Die Absurdis sind nette Menschen. Sie sehen alle ein wenig uniform aus in ihrer Einheitskleidung, und sie laufen fast alle – seitdem ein führendes Gerüchtemagazin das als modern erklärt hatte – auf den Händen. Man liest, was alle Welt liest, redet, was alle Welt redet und ißt, was ganz Absurdistan ißt – Hammelfleisch mit Heidelbeeren. Jeden Mittwoch feiern die Absurdis das Fest ihres Kulturverlustes. Tanz, Musik und ernsthafte Literatur sind abgeschafft. Höchste Form kulturellen Ausdrucks manifestiert sich in tosendem Beifall für die Obrigkeit.
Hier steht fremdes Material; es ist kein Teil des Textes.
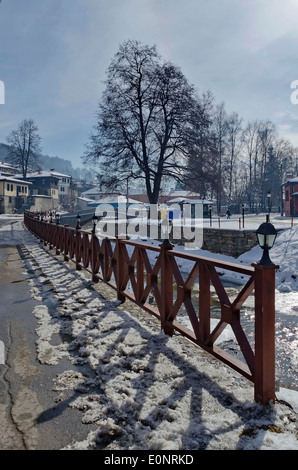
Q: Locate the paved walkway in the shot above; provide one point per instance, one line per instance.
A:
(30, 418)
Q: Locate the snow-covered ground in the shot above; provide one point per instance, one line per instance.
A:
(141, 389)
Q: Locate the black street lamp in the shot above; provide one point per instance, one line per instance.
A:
(94, 221)
(269, 201)
(266, 234)
(78, 221)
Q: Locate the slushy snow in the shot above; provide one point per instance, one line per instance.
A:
(141, 389)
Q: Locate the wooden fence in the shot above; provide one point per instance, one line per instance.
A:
(161, 288)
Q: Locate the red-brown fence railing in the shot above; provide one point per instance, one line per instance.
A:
(161, 288)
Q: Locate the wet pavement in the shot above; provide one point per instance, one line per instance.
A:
(30, 417)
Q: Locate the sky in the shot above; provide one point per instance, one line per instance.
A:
(54, 55)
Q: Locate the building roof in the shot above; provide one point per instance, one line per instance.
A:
(13, 180)
(47, 173)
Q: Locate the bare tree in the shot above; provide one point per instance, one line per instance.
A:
(145, 118)
(234, 146)
(24, 145)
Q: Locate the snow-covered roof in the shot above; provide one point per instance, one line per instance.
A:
(114, 199)
(13, 180)
(47, 173)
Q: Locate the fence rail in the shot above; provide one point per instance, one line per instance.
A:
(161, 288)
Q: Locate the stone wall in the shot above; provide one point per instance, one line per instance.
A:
(229, 242)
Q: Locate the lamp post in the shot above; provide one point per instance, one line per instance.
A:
(269, 201)
(94, 221)
(266, 234)
(78, 222)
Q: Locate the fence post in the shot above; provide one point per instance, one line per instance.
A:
(204, 301)
(120, 270)
(78, 249)
(166, 287)
(264, 333)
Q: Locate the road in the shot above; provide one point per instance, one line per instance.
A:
(30, 418)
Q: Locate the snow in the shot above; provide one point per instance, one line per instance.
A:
(141, 389)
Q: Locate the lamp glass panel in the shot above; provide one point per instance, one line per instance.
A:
(261, 239)
(270, 240)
Die Partei der Radikalen Mitte unter Präsident Perfido ist erfolgreich dabei, Probleme zu schaffen, mit deren Lösung die Absurdis dann für einige Zeit in Atem gehalten werden. Gegenwärtig arbeitet man, da ernsthafte Fragestellungen ohnehin nicht gelöst werden können, an einer landesweiten Gebührenordnung für Kraftfahrzeuge.
Für diese Aufgabe sind exakt einhundert Beamte rekrutiert worden, die in völliger Abgeschiedenheit, doch mit sich und ihrer Aufgabe sehr zufrieden, eine absurde Lösung herbeiführen. Der etwas größenwahnsinnige Präsident ist ziemlich beliebt im Lande. Keiner kann so gediegen nichts sagen wie er, und von jeder Art von Geistesblitzen bleibt Perfido gründlich verschont. Hirnleistungsstörung als politische Notwendigkeit gewissermaßen.
Da Absurdistan ein Land der Überraschungen ist, tut man gut daran, sich etwas mehr Kleingeld einzustecken. Als wir beispielsweise mit dem Zug in den noch etwas wilderen Osten gefahren sind, mußten wir beim Verlassen des Wagens in Perplex-City plötzlich eine Nachgebühr bezahlen. Die verblüffende Begründung war: Wir hätten Gegenwind gehabt. Nicht selten werden im Winter auch Kälte- und im Sommer Wärmezuschläge erhoben, im Geldeintreiben ist man hier extrem erfinderisch.
Wo Absurdistan denn eigentlich liegt? Nicht sehr weit von uns entfernt. Demnächst wollen auch wir diplomatische Beziehungen aufnehmen. Wer weiß, vielleicht können selbst wir das eine oder andere von den Absurdis noch lernen.